Comme tous les Américains, le juge fédéral connaît l’état actuel du système bancaire. Et, à moins de disposer du soutien affirmé du gouvernement, il n’était guère enthousiaste à l’idée de lancer une guerre ouverte contre UBS et la Suisse qui pourrait faire de nombreuses victimes collatérales américaines.
Dans sa réponse, communiquée dimanche avant la décision de chercher un accord extrajudiciaire, l’administration Obama continue d’adopter un ton ferme, même si elle semble laisser poindre un certain embarras.

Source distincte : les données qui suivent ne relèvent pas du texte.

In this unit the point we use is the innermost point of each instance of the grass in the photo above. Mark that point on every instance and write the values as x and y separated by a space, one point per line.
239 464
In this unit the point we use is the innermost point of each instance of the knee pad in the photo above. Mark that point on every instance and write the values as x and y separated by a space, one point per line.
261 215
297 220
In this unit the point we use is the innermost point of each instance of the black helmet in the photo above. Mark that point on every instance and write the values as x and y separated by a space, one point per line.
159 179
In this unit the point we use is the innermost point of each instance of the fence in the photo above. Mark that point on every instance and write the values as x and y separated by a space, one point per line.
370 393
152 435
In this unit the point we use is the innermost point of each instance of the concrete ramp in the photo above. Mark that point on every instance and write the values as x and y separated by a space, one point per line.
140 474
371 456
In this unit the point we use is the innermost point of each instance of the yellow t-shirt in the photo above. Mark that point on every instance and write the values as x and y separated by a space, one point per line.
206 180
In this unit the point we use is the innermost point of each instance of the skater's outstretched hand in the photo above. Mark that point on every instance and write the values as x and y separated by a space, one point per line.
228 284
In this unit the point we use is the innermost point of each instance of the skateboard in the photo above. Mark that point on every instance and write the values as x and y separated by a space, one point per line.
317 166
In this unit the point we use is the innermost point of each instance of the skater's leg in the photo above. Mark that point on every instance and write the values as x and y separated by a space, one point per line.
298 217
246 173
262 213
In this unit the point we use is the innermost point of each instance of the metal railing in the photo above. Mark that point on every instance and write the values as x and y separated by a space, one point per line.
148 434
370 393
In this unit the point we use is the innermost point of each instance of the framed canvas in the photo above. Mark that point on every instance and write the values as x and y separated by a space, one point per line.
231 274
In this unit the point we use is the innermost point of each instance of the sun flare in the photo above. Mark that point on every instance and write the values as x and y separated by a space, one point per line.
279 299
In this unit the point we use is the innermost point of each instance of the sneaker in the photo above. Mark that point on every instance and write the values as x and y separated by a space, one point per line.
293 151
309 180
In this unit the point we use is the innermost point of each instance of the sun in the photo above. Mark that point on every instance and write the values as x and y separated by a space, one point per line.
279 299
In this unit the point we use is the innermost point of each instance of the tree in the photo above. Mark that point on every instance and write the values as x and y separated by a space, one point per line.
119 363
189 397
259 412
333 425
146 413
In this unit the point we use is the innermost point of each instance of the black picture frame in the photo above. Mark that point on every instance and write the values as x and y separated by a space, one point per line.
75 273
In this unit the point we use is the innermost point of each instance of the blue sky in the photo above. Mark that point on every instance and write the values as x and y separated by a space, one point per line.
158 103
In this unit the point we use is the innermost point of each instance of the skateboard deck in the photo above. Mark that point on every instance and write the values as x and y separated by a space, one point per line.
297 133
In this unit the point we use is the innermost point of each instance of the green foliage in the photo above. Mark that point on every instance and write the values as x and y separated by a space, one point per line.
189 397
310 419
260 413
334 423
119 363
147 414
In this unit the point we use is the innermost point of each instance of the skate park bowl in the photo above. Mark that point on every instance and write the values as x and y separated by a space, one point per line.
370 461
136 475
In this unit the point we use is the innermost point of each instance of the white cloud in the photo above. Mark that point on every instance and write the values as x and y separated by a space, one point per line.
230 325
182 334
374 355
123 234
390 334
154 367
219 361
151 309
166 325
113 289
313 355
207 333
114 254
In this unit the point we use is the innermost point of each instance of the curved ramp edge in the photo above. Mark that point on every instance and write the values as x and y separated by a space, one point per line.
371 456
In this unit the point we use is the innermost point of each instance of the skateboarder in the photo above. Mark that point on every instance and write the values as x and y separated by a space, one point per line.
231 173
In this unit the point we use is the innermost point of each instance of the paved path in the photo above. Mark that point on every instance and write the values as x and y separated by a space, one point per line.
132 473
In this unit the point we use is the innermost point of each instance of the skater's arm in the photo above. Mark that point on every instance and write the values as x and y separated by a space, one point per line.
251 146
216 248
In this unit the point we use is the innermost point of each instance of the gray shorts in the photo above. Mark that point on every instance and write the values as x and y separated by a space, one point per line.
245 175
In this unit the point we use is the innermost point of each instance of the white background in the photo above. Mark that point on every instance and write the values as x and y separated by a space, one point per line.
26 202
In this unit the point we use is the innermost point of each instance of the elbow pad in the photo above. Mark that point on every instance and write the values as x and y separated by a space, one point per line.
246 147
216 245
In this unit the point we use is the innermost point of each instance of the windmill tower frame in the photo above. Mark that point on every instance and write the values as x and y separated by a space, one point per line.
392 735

Ainsi, elle n’entre pas dans le détail sur sa détermination à faire plier la banque et estime que, à ce stade de la procédure, des indications trop précises sur ses volontés seraient «prématurées». Le fait qu’UBS se trouve aujourd’hui dans une situation difficile «n’est le résultat que de son propre comportement», poursuit le Département de la justice en demandant au juge de faire son travail indépendamment du fait qu’UBS respecte ou non sa décision.
Tout au plus le Département de la justice indique-t-il qu’un refus de collaborer signifierait, à ses yeux, une entorse à l’autre arrangement extrajudiciaire conclu avec UBS, en février dernier. Autrement dit: la porte serait à nouveau ouverte à une inculpation criminelle de la banque, une perspective qu’UBS avait à l’époque réussi à éloigner en acceptant de payer une amende de 780 millions de dollars et en dévoilant les noms de 250 titulaires de comptes.

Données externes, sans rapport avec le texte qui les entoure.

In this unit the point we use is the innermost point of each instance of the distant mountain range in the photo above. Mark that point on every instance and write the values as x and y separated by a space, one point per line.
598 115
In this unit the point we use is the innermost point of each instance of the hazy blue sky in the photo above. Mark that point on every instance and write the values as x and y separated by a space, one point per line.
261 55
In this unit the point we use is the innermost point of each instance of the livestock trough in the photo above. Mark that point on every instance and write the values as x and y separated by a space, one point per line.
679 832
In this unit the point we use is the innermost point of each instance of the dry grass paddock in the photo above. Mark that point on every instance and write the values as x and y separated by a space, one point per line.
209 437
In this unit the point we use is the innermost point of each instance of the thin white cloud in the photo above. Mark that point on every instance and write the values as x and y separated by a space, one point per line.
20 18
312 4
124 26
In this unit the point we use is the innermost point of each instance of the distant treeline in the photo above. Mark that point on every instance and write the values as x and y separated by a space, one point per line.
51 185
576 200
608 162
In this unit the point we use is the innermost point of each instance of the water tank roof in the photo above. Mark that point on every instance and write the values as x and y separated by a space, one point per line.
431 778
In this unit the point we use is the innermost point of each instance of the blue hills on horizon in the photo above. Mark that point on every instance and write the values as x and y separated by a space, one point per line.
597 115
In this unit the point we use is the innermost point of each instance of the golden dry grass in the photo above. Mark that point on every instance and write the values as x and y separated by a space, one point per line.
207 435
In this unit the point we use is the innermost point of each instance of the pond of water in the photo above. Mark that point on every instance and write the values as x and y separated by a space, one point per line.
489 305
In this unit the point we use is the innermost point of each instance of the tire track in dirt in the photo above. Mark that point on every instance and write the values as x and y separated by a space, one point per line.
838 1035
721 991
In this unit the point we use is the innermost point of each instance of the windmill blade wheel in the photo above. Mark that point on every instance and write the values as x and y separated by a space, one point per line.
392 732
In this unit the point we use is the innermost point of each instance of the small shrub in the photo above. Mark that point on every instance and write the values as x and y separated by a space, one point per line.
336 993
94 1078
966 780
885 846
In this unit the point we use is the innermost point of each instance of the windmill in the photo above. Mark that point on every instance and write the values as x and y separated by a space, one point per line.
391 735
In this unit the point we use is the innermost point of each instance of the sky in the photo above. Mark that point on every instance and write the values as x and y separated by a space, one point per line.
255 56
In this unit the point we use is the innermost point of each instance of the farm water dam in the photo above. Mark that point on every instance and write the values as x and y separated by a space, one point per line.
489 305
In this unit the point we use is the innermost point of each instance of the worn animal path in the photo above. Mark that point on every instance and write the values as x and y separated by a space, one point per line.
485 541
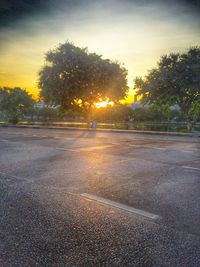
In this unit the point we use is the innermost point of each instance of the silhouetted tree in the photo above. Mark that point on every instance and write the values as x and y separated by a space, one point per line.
74 78
176 80
15 102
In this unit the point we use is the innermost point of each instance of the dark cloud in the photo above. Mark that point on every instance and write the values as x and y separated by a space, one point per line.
14 10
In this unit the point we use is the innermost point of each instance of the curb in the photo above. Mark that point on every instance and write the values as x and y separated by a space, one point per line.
102 130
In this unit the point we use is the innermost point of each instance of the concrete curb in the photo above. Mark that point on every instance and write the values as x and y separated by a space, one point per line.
101 130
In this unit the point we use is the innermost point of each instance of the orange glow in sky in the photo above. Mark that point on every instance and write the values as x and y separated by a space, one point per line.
135 33
103 104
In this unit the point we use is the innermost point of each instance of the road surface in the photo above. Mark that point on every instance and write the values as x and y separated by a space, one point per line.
86 198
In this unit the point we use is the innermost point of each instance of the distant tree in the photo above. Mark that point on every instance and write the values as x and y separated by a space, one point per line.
74 78
15 102
176 80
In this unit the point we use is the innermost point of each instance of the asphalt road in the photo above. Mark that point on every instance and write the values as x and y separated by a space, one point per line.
45 220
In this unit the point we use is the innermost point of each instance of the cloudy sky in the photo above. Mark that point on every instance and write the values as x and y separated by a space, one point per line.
134 32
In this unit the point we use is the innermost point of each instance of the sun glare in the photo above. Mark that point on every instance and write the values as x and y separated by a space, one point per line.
103 104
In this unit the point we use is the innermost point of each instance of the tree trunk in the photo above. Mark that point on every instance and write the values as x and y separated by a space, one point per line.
189 125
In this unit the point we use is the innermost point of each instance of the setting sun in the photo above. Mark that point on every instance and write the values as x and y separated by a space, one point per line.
103 104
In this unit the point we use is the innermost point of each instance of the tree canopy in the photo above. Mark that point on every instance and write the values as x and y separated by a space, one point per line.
72 77
176 80
14 102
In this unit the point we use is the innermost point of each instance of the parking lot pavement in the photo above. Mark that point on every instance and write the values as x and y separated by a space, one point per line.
79 198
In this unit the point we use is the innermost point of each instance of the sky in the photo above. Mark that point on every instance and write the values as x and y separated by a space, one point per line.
133 32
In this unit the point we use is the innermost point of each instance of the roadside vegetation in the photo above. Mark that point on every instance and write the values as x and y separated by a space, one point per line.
73 80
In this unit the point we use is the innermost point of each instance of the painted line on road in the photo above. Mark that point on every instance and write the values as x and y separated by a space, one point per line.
123 207
94 148
66 149
191 168
165 149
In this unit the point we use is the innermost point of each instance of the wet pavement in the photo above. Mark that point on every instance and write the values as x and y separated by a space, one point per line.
45 220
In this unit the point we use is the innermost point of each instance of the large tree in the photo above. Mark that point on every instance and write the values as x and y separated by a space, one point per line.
15 102
74 78
176 80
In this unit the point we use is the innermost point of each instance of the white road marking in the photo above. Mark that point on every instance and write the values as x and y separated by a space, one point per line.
191 168
123 207
165 149
94 148
66 149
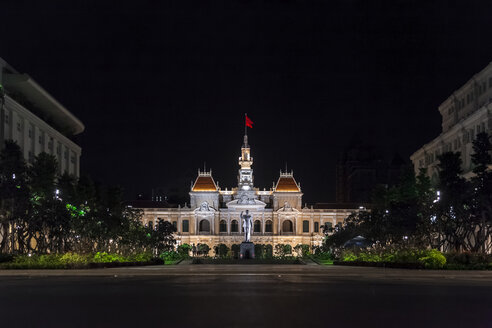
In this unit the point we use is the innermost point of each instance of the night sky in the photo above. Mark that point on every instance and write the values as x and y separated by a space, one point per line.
162 87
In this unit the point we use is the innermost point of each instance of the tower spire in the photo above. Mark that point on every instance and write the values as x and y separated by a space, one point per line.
245 141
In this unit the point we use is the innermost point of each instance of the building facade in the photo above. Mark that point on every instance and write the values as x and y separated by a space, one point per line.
213 215
467 112
36 121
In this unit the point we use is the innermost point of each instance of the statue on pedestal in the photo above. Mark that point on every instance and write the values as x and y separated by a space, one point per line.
247 225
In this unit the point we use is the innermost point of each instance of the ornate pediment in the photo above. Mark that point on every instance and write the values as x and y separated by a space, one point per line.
204 208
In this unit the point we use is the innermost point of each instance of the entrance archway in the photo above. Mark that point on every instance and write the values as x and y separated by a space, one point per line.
204 226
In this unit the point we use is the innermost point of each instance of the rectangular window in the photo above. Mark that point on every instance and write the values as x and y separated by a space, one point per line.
186 226
305 226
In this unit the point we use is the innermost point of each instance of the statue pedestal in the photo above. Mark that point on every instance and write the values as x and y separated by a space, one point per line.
247 250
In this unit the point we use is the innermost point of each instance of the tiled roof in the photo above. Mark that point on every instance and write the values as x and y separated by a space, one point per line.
287 184
204 183
140 203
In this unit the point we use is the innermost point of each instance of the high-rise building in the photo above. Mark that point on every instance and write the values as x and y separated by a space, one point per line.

En réalité, comme le laissait entendre dimanche le Département fédéral de justice et police (DFJP) dans un très bref communiqué, les négociations en vue de la conciliation entre les Etats-Unis et la Suisse sont «déjà entamées». Aussi bien le président de la Confédération Hans-Rudolf Merz que la conseillère fédérale Doris Leuthard avaient fortement suggéré que la conclusion d’un éventuel arrangement extrajudiciaire serait le meilleur moyen de mettre fin au bras de fer diplomatique qui s’est engagé entre les deux pays par UBS interposée.

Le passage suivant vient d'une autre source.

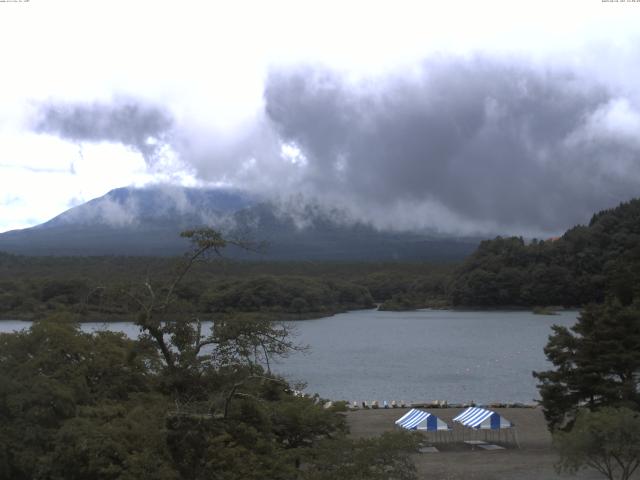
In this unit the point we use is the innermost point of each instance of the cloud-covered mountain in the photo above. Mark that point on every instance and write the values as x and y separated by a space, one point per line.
129 221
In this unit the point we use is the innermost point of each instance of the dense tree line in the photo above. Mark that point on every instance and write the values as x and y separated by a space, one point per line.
176 403
584 265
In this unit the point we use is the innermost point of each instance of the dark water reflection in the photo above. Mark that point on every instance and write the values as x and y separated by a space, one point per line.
459 356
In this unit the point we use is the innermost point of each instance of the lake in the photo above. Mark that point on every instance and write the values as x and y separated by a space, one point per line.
424 355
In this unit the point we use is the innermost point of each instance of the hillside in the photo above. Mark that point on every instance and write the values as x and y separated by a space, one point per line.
584 265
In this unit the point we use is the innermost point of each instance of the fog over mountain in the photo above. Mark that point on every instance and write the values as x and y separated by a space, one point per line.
458 145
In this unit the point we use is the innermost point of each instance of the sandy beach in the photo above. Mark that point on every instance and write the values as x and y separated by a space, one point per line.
533 460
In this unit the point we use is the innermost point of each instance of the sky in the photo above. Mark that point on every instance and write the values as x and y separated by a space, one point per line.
510 117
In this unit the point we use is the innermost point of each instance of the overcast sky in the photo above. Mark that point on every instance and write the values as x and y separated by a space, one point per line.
463 117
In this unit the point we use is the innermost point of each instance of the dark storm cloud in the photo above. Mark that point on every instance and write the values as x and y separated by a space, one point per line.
505 144
137 125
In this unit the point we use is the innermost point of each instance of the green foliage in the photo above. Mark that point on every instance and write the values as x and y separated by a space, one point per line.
582 266
607 440
383 458
178 403
596 363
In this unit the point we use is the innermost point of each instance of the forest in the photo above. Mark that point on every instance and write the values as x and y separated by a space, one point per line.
583 266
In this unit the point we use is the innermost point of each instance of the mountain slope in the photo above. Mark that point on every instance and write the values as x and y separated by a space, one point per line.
148 221
584 265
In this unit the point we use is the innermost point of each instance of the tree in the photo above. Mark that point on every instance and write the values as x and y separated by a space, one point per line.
597 363
607 440
382 458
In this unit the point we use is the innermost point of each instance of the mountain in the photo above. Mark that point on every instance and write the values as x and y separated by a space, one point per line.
129 221
585 265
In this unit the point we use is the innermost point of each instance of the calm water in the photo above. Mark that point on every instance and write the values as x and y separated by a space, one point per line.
413 356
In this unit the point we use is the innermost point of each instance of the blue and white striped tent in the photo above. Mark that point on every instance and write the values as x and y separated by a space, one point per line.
482 419
416 419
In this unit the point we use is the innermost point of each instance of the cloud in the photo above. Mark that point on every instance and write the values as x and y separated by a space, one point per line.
477 142
142 127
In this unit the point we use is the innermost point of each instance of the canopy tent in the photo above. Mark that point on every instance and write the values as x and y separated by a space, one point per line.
416 419
482 419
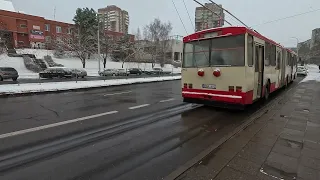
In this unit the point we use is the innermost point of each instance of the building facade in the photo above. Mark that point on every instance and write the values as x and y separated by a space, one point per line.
31 31
205 19
114 19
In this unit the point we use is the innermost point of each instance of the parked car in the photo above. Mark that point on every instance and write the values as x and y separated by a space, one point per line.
109 72
157 71
123 72
302 71
8 73
79 73
54 72
136 71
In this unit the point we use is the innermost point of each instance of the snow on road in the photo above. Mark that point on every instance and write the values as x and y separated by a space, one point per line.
92 64
59 86
18 64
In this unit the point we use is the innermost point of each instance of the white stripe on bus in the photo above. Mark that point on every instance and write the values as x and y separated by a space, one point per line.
217 95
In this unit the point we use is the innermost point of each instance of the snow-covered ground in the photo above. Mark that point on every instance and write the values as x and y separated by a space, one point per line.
18 64
92 64
314 73
59 86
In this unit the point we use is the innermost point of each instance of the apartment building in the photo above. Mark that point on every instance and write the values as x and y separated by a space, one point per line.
31 31
114 19
205 19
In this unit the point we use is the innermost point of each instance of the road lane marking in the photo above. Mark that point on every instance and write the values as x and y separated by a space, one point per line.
140 106
119 93
167 100
16 133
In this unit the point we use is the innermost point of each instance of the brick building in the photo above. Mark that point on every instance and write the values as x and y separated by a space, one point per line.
31 31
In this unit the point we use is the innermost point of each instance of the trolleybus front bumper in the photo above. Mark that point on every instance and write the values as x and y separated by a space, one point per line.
217 98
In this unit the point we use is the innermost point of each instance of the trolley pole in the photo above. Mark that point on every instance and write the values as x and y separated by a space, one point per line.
99 45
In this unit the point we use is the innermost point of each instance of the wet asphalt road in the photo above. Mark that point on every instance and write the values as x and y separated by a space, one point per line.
88 78
148 134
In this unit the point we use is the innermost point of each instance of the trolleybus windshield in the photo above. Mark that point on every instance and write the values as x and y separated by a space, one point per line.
221 51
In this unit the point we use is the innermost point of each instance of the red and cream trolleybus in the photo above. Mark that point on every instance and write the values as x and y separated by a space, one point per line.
234 66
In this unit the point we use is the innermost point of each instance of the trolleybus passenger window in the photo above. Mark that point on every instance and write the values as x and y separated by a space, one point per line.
188 55
273 55
250 50
228 51
256 59
268 54
201 53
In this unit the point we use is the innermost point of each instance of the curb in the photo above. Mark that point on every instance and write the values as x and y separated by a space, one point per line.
5 95
189 164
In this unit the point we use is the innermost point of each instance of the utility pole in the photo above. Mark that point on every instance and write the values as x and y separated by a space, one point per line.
99 53
230 13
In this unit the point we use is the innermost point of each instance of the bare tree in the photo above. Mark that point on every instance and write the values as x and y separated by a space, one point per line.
157 33
107 45
82 45
5 38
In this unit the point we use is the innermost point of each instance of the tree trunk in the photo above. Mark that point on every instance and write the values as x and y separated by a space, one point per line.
104 62
84 63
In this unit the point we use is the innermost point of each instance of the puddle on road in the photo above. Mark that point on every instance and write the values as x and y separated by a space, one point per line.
277 173
306 110
293 144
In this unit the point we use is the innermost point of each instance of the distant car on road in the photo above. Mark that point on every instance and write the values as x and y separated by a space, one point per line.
157 71
56 72
79 73
123 72
302 71
8 73
109 72
136 71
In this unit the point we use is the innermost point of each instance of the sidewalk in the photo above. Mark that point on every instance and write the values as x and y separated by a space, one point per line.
282 144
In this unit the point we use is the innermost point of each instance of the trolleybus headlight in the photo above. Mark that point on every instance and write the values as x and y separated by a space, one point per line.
231 88
217 73
239 89
200 72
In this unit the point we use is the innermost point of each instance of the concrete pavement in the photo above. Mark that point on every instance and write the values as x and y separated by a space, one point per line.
282 144
141 131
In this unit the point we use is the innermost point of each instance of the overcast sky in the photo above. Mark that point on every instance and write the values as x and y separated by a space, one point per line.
252 12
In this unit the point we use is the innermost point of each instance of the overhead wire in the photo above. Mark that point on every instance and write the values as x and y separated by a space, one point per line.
288 17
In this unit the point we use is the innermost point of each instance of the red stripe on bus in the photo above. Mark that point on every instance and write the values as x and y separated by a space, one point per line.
228 48
246 97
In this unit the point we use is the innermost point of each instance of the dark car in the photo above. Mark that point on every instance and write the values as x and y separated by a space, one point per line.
157 71
136 71
58 72
8 73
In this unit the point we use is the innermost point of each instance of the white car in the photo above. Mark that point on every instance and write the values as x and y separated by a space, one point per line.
302 71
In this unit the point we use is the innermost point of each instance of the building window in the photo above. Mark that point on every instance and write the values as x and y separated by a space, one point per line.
47 27
59 29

Reste à trouver les termes de cet accord. UBS, qui a reconnu la réalité de ses activités illégales sur territoire américain, n’échappera sans doute pas à une forte amende, que certains journaux suisses ont évaluée à 3 ou 4 milliards de dollars. Doris Leuthard elle-même, en visite aux Etats-Unis, avait estimé la semaine dernière que la banque devrait «payer le prix» de sa faute. Toutefois, cette perspective seule pourrait laisser un certain goût d’inachevé des deux côtés de l’Atlantique. Vu de Suisse, alors que la Confédération est venue massivement à l’aide d’UBS, cette issue revient, d’une certaine manière, à faire porter indirectement le prix de cette faute sur les contribuables helvétiques. Quant à l’administration américaine, même si le montant d’une amende pourrait agréablement remplir les coffres du fisc, elle laisserait s’échapper du même coup les détenteurs de comptes non déclarés. Et de ce fait, elle manquerait aussi l’un de ses objectifs majeurs, qui consiste à dissuader les futurs fraudeurs.
Dans la réponse qu’il adressait dimanche au juge Alan Gold, le Département américain de la justice affirme qu’un arrangement devra «nécessairement inclure» l’engagement d’UBS à fournir au fisc des informations sur «un nombre significatif» de titulaires de comptes. La Suisse a refusé jusqu’ici tout ce qui pouvait s’apparenter à une «fishing expedition», c’est-à-dire à une «pêche aux renseignements» tous azimuts qui ne serait motivée par aucun indice concret. La négociation devrait ainsi porter sur la dimension des mailles du filet que les deux parties sont prêtes à accepter.